Closed davids91 closed 2 months ago

davids91 commented 2 months ago

I have an AMD GPU and I am investigating which address space to put my data into.

Multiple sources state that uniform buffers are limited to ~64k, but I've ran vulkaninfo on Manjaro with my card and it displayed the above range... ( 4294967295 )

Surely there must be something wrong with that.. For one, the number is u32::MAX, and I have multiple other values set to this value..

image

How can I make sure what is the maximum data I can safely upload to the uniform address space?

charles-lunarg commented 2 months ago

maxUniformBufferRange is the maximum value that can be specified in the range member of a VkDescriptorBufferInfo structure passed to vkUpdateDescriptorSets for descriptors of type VK_DESCRIPTOR_TYPE_UNIFORM_BUFFER or VK_DESCRIPTOR_TYPE_UNIFORM_BUFFER_DYNAMIC. https://docs.vulkan.org/spec/latest/chapters/limits.html

maxUniformBufferRange - 16384 - min (vulkan implementations must support at least 16384) https://docs.vulkan.org/spec/latest/chapters/limits.html#limits-minmax

You just uncovered AMD's secret trick - Uniform buffers aren't any different than Storage buffers! For AMD they do not have an upper limit on the size of a uniform buffer.

This has been the case since launch AFAIK. The vulkan.gpuinfo.org database also has plenty of uploads with the same u32 max limit. http://vulkan.gpuinfo.org/displaydevicelimit.php?name=maxUniformBufferRange&platform=all

Multiple sources state that uniform buffers are limited to ~64k

Yes, on not-AMD hardware. Its a good idea to use that limit for portability. The roadmap 2022 profile does list ~65k as the min required range, which means if you require the 2022 profile, then you can safely use 65k uniform buffers.
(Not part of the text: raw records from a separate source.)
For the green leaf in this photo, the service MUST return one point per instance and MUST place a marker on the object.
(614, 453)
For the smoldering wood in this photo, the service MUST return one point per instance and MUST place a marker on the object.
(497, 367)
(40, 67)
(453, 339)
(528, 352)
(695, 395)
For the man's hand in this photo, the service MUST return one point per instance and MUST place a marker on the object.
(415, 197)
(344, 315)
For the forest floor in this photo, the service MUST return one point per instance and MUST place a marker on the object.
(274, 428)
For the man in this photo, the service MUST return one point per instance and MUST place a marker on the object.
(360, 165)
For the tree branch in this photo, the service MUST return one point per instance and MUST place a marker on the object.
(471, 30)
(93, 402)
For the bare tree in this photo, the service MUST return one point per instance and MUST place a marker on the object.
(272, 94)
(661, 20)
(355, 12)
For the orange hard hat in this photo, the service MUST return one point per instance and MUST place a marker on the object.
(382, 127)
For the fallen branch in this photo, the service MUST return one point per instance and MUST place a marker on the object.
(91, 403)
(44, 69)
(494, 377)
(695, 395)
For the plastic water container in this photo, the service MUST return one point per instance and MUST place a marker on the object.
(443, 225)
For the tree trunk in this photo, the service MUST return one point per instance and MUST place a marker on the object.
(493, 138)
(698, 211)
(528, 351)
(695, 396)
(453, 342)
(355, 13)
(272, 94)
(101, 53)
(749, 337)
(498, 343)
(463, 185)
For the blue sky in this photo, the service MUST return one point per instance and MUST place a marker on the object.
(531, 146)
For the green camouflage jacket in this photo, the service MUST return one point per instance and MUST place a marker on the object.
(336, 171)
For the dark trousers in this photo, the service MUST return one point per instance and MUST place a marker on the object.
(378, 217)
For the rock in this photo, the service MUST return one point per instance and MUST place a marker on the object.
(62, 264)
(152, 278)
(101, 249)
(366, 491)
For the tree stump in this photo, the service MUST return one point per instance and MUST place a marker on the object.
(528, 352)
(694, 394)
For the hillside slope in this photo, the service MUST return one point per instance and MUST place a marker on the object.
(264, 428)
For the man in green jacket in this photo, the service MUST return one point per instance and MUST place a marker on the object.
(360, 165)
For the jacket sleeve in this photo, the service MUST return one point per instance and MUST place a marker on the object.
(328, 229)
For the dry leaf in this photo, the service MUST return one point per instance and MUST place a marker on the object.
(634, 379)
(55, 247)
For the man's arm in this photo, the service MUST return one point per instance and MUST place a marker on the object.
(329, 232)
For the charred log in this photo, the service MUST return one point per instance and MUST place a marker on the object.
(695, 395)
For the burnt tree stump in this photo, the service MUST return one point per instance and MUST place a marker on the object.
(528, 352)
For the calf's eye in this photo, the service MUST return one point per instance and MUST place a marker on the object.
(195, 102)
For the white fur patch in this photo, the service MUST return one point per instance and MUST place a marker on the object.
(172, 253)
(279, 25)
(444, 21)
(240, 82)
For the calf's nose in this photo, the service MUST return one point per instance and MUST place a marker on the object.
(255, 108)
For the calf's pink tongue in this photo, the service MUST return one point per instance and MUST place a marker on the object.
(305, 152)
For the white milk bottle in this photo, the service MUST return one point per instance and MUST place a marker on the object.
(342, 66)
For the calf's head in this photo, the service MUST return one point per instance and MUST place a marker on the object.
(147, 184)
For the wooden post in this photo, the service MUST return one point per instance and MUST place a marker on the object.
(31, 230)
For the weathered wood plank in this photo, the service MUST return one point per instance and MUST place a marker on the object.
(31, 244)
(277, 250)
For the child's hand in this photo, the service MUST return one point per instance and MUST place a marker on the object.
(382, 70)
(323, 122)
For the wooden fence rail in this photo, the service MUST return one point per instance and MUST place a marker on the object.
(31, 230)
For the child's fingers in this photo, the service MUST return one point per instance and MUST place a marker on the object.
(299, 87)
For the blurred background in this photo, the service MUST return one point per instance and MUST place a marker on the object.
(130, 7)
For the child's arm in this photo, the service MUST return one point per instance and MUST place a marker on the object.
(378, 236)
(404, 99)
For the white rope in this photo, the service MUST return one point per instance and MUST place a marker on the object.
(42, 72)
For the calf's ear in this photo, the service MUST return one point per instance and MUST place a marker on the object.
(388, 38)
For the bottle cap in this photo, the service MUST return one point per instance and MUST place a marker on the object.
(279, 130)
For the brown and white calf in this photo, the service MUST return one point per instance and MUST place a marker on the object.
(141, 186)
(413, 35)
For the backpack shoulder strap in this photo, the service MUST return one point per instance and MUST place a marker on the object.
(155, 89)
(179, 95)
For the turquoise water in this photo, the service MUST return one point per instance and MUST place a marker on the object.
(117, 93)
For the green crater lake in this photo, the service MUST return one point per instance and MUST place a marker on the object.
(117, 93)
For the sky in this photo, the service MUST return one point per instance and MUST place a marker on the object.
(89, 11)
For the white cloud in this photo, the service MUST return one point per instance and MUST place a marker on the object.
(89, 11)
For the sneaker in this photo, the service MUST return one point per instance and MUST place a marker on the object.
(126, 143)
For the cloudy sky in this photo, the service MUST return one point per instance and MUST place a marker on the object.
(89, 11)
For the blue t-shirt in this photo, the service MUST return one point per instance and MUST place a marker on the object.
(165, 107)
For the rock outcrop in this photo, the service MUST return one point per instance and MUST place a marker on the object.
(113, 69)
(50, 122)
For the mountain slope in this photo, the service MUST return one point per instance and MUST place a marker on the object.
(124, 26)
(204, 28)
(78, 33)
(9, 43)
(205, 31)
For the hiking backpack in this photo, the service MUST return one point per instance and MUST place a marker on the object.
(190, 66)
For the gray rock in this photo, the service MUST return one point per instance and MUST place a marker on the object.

Also, I could be wrong about this, but the actually memory size of a buffer can be much LARGER than 65k even on hardware with the maxUniformBufferRange of 65k, the limit is how much of the buffer can be bound at a time. As in, you could allocate a 10mb buffer but can only bind 65k of it at a time into a uniform buffer descriptor.

davids91 commented 2 months ago

That means I can allocate up to 4GB of data?! ( well give or take, but mostly take because the memeory is required for other operations as well ) for AMD hardware? that's from performance POV is amazing, as Uniform buffers are faster than storage buffers, right?

charles-lunarg commented 2 months ago

that's from performance POV is amazing, as Uniform buffers are faster than storage buffers, right?

And thats where "they are the same" comment kicks in - afaik no there isn't any performance advantage on AMD for using uniform buffers over storage buffers. That cannot be said for other hardware where they are more performant.

I suggest looking up the vendors best practices/performance guides for more concrete advice.

davids91 commented 2 months ago

Great advice and informative replies! Thank you very much!